User:LA2/Diary for Q2 2007
LA2's OpenStreetMap Diary for the 2nd Quarter of 2007
May 28, 2007: Google Techtalk video presentation by a person from Microsoft: What to do with Thousands of GPS Tracks? There is a reference to OpenStreetMap at 75% of the presentation.
May 24, 2007: All this focus on OSM isn't good for me. I should try to spend time on other projects instead.
May 22, 2007: No matter how clever I design my bounding boxes, our coastline data source appears to have its own interruptions at 60N and 18E.

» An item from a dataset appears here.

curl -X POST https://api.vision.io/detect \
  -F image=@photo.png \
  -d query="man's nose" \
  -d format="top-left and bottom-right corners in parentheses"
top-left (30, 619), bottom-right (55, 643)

May 20, 2007: I work with ojw to modify the tiles@home client (me) and server (ojw), so that metadata only has to be updated once for each tileset, rather than once for each little tile. However, at the end of the day ojw starts some MySQL operation (rename column, I think) that takes considerable time. Ojw has to go to bed, work tomorrow, and can only return to this tomorrow night. And no-one else can replace him. Meanwhile, the entire tiles@home system is out of order. Can I express my frustration over this? Anybody can have limited time, but "owning" an important part of the project is not a good combination. Perhaps I should abandon OSM for yet another half year, like I did October-March? But indeed, all I have to abandon is OJW and his little personal hobby project, the t@h server running on "dev". I think I can do without that. The picture below is his version of what I've been working on the last months:
May 17, 2007: The API server ("www") was running fine most of the day, except for an occasional lock-up where user processes took 196 % of the dual-CPU and everything else stalled. The graph below shows how cool the CPU used to be two weeks ago, when API 0.3 was running.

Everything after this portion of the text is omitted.